A inicios de los noventa, mientras deambulaba por el mundo de la música y de las bandas porteñas conocí a Julio César Jurado Costa.

Ñañón, como lo llamaban sus amigos, no era un tipo común. Eso lo notabas desde que le dabas la mano.

Con un look entre Michael McDonald (The Doobie Brothers) y Chewbacca (StarWars), no te dejaba la menor duda de que estabas frente a un personaje. Que cualquiera fuera su oficio, estabas frente a alguien especial, con agenda propia.

Fue así como lo conocí. Aún estaba fresca su inesperada salida del Grupo Clip que él había formado, justo en el momento en que se encumbraba hacia los más altos sitiales de popularidad y calidad musical.

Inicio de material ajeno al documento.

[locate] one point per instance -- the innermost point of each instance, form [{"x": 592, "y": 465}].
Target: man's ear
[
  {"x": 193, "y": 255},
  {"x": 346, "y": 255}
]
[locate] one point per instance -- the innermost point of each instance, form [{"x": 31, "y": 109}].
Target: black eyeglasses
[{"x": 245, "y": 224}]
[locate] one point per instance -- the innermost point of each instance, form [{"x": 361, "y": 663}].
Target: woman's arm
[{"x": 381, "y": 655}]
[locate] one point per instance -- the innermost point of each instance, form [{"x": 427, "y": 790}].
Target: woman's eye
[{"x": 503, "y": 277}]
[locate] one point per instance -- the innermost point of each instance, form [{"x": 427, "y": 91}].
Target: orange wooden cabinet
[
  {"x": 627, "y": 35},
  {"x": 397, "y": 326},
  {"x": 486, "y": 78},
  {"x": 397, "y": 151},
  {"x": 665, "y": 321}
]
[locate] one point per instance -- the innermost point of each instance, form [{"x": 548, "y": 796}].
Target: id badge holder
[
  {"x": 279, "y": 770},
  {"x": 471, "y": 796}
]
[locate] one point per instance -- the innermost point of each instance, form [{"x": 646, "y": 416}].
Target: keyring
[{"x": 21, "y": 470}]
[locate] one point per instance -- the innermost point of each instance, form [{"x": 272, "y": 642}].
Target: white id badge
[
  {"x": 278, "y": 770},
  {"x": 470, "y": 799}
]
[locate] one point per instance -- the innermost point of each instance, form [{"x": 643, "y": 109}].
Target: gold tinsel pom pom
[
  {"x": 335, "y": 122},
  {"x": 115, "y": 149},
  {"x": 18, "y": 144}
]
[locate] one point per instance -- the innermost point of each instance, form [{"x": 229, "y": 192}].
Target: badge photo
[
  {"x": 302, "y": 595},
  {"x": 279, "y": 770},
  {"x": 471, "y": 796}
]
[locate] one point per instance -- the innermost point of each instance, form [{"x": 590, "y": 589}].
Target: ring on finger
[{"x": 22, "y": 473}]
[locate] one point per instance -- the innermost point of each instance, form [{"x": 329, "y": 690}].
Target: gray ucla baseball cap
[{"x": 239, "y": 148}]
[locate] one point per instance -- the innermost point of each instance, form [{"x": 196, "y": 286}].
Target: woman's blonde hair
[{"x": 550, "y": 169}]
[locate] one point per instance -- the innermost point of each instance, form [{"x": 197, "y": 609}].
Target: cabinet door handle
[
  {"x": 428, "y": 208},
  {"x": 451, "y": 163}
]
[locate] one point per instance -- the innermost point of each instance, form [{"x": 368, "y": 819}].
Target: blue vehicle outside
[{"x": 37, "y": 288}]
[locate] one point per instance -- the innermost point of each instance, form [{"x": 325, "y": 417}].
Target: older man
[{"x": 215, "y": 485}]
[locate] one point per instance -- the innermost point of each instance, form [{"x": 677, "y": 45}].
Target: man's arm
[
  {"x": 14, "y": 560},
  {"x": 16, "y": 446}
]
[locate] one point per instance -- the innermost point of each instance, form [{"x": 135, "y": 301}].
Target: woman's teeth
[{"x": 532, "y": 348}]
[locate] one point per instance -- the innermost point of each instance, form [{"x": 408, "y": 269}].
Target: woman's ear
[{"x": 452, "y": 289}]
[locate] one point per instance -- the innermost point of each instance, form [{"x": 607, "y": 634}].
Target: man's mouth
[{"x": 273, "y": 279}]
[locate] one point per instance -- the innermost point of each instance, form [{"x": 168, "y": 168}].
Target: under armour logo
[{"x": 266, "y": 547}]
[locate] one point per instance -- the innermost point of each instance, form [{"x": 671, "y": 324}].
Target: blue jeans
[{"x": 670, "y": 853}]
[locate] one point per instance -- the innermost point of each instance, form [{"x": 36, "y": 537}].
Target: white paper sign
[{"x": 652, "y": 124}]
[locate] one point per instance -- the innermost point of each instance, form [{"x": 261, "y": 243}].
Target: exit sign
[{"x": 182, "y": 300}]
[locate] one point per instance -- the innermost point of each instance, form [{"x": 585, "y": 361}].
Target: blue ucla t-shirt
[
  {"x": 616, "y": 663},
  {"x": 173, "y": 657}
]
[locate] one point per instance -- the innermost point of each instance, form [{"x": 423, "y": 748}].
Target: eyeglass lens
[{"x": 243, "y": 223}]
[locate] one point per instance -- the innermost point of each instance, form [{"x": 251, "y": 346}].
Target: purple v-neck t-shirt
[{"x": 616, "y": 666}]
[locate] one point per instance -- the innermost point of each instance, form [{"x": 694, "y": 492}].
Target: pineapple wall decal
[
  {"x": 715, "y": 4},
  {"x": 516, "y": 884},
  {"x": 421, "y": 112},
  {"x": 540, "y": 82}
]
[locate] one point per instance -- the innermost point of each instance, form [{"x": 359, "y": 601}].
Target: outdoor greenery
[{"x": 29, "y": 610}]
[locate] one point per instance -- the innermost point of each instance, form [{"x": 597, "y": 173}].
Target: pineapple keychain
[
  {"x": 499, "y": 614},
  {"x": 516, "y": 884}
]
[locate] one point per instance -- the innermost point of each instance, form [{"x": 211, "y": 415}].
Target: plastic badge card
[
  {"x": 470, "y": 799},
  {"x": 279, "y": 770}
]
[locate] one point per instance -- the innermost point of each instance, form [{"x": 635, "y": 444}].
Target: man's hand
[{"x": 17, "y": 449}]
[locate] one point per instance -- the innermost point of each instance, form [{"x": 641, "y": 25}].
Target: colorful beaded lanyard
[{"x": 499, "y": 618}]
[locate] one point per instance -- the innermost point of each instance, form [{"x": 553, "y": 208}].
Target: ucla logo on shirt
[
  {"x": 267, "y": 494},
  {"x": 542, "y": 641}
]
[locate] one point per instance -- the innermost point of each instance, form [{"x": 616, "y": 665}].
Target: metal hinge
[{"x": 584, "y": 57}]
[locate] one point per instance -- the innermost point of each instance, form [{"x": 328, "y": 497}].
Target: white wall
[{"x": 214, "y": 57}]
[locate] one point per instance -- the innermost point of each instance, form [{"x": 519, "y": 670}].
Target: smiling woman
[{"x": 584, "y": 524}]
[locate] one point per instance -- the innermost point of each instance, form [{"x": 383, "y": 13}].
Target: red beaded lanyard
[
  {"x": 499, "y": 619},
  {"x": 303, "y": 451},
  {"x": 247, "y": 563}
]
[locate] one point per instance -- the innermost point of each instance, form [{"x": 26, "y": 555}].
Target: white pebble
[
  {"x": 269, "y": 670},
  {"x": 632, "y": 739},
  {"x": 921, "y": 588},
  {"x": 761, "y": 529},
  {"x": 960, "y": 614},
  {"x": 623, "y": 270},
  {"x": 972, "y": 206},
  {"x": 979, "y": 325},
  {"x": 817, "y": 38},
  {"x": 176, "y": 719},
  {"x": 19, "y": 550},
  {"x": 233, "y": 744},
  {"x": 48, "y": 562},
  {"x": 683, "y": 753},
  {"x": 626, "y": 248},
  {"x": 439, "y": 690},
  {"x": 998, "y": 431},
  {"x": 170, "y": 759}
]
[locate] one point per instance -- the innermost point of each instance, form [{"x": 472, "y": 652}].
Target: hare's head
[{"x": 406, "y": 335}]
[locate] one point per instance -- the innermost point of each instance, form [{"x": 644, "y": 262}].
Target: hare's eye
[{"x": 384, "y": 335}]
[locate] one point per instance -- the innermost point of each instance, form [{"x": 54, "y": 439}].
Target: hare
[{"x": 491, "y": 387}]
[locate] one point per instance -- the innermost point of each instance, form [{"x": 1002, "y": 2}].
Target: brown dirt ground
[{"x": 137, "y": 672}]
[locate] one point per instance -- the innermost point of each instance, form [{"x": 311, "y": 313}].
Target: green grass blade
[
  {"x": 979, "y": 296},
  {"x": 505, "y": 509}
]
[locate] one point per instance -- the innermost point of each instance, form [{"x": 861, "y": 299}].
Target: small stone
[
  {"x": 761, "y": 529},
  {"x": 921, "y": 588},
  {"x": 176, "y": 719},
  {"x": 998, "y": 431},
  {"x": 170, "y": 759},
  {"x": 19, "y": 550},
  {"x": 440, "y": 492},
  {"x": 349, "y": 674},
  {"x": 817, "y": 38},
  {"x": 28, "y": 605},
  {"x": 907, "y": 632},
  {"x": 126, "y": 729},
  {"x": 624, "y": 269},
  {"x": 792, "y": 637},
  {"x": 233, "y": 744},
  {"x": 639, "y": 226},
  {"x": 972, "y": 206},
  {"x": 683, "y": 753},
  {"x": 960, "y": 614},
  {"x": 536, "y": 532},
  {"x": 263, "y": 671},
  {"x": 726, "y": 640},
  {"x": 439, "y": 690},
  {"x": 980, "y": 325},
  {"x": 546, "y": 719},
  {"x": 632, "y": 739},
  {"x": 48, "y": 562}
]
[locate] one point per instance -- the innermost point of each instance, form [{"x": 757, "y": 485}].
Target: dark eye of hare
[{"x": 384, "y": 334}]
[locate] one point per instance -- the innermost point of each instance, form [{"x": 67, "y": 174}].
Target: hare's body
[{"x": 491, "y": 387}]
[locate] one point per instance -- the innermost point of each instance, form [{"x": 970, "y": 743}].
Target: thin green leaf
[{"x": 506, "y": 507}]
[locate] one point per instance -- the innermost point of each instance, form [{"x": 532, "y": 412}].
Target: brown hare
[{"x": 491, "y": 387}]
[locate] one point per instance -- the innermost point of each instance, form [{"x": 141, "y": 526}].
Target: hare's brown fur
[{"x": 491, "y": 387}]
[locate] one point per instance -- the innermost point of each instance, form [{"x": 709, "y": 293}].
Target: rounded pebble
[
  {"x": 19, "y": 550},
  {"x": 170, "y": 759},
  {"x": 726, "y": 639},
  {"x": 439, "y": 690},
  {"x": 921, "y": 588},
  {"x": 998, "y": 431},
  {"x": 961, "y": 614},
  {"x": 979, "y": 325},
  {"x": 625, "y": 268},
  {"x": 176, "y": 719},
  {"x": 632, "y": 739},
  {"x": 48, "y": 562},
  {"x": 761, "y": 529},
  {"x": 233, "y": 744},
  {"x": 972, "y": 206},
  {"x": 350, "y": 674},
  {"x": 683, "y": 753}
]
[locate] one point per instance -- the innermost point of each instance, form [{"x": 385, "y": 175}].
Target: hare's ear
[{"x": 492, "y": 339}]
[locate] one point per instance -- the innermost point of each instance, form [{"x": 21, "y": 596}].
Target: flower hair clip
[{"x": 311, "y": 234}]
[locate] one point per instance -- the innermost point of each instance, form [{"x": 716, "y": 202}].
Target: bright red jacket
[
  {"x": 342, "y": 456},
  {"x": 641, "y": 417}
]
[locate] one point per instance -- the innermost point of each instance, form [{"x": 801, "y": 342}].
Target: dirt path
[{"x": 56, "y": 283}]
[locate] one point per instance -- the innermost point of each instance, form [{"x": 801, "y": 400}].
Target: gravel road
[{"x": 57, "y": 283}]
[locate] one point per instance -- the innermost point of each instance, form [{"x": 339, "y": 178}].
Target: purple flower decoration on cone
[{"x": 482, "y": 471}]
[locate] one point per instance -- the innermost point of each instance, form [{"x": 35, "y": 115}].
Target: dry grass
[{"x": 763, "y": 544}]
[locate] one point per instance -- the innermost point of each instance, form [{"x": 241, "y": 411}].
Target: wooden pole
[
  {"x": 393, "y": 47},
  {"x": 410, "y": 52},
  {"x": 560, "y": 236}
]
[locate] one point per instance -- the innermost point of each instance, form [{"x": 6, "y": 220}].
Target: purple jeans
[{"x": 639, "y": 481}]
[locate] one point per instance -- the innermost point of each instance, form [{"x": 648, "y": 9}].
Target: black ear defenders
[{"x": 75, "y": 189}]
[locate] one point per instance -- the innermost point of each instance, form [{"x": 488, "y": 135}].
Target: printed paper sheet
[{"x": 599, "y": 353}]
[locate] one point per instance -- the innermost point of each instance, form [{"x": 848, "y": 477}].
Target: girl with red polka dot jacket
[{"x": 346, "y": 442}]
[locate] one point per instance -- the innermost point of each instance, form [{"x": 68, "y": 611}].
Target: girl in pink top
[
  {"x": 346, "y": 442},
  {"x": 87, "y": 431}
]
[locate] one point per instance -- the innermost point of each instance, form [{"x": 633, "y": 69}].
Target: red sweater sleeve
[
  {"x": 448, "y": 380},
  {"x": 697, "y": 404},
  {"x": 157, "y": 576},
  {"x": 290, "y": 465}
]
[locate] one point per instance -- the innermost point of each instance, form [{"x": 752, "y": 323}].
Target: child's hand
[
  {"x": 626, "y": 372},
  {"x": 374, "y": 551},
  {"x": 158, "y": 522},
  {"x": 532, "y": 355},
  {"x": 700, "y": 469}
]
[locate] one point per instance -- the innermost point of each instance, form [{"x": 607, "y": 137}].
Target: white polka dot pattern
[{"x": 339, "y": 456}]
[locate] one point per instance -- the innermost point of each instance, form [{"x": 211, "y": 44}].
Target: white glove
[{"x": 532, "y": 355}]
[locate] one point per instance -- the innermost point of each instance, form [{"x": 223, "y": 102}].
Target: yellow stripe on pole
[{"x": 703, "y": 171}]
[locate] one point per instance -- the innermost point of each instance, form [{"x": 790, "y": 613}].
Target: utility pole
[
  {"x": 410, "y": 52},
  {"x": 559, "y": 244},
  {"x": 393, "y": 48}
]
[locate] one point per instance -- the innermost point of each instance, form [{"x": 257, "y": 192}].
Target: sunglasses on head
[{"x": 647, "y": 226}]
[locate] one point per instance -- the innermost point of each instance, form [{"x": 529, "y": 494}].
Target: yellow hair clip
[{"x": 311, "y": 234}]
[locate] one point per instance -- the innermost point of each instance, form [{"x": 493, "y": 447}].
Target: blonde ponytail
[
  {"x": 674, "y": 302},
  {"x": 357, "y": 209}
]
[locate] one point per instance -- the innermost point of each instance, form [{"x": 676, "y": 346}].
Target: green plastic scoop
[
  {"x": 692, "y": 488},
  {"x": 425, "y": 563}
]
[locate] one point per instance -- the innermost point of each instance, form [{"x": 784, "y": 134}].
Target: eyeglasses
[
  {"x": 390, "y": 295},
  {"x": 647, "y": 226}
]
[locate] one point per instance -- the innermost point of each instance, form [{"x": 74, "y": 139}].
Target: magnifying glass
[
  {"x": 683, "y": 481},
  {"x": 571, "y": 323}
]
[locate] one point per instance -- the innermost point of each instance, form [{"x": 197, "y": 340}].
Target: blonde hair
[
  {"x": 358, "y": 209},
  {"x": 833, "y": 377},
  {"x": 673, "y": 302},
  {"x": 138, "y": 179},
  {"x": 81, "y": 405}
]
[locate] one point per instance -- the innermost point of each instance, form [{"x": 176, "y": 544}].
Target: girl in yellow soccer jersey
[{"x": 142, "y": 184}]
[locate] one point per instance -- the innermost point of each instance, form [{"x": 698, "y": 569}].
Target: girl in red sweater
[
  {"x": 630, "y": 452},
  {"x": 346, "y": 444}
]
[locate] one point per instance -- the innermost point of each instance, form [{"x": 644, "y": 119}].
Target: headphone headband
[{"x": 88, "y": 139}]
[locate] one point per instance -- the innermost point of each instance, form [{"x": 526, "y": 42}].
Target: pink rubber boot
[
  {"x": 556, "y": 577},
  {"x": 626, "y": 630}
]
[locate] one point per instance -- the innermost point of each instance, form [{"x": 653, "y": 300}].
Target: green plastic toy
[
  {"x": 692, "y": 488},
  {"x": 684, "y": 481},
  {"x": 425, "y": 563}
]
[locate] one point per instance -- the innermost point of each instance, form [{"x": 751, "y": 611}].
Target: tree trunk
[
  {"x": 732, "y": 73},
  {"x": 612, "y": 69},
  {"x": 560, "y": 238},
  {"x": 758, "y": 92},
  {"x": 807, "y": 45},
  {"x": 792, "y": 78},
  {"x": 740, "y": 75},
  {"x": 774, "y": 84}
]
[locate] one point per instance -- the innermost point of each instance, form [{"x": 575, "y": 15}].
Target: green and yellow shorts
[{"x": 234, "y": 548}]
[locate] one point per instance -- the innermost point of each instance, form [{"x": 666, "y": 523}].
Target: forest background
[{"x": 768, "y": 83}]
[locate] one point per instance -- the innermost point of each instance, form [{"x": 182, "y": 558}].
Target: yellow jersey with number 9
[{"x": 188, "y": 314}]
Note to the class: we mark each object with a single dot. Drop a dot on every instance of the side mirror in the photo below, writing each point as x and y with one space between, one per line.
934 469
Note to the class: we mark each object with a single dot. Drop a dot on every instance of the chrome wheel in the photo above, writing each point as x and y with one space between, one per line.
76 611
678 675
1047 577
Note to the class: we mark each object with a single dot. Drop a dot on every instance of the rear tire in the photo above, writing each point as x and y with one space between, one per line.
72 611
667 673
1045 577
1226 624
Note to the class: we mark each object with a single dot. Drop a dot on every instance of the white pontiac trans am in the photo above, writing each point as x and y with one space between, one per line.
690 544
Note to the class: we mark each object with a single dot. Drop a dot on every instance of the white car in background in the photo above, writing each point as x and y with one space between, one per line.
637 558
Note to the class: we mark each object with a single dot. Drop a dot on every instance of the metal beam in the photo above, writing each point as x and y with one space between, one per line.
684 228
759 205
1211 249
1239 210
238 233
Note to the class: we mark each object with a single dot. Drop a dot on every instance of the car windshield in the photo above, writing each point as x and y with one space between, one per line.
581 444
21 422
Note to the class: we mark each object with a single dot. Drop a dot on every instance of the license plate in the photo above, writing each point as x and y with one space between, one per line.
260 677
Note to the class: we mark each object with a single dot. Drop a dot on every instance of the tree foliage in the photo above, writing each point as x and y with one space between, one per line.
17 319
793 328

Hago énfasis en el momento de su salida, para remarcar quién era Ñañón, pues, a cualquier común mortal no se le ocurre bajarse del barco construido con sus manos, justo cuando entraba por la senda de la gloria.

Hay muchas versiones de esa salida, pero yo solo puedo dar testimonio de lo que me dijo a mí: que estaba profundamente enamorado de su esposa y debía dedicarse a su profesión, la arquitectura, para hacerse cargo de manera responsable de su hogar y del futuro de su familia.

Así llegó Ñañón como director musical de la banda que en ese tiempo teníamos.

Tuve la suerte de compartir con él por casi dos intensos años, de lunes a domingo, ensayo noche tras noche, 3 o 4 horas diarias, vuelta tras vuelta hasta que quedara perfecta.

Esa fue la primera gran lección que aprendí de él: que el trabajo no está terminado hasta que quede perfecto para ti.

Además de una voz privilegiada, con una textura única, y de sus dotes de interpretación musical que todo lo volvía fácil. lo mejor de Ñañón era su visión macromusical.

Antes de comenzar a trabajar una canción, ya tenía en la cabeza toda la canción arreglada al más mínimo detalle; el solo debe hacer esta melodía, con este pedal; acá metemos una síncopa; Pepe, aquí mete platillos, acá teclado con unas campanas, etcétera. Y la tenía tan clara que no aceptaba un sonido ‘parecido’ que el cansancio a veces nos tentaba a pasarle de ‘contrabando’. Lo detectaba de inmediato y volvíamos hasta que estaba lista. Hasta que sonaba tal cual estaba en su cabeza.

Sus composiciones no eran música común, o ‘chicha’ como él decía. Eran melodías diferentes, letras más complejas, acordes con variaciones específicas. Muy italiano, como él mismo decía, sacando mucho pecho de su ancestro Costa. Largas sesiones de música italiana me cambiaron para siempre el oído y la forma de apreciar la música.

La pasión por Emelec nos encontró en muchas celebraciones o decepciones en los años venideros; en el

Capwell o en la calle, siempre parábamos a ‘diagnosticar’ al equipo.

Una larga y dolorosa enfermedad finalmente lo doblegó, luego de batallar duramente, a lo Ñañón; pero su legado como referente musical de nuestra generación perdurará por siempre.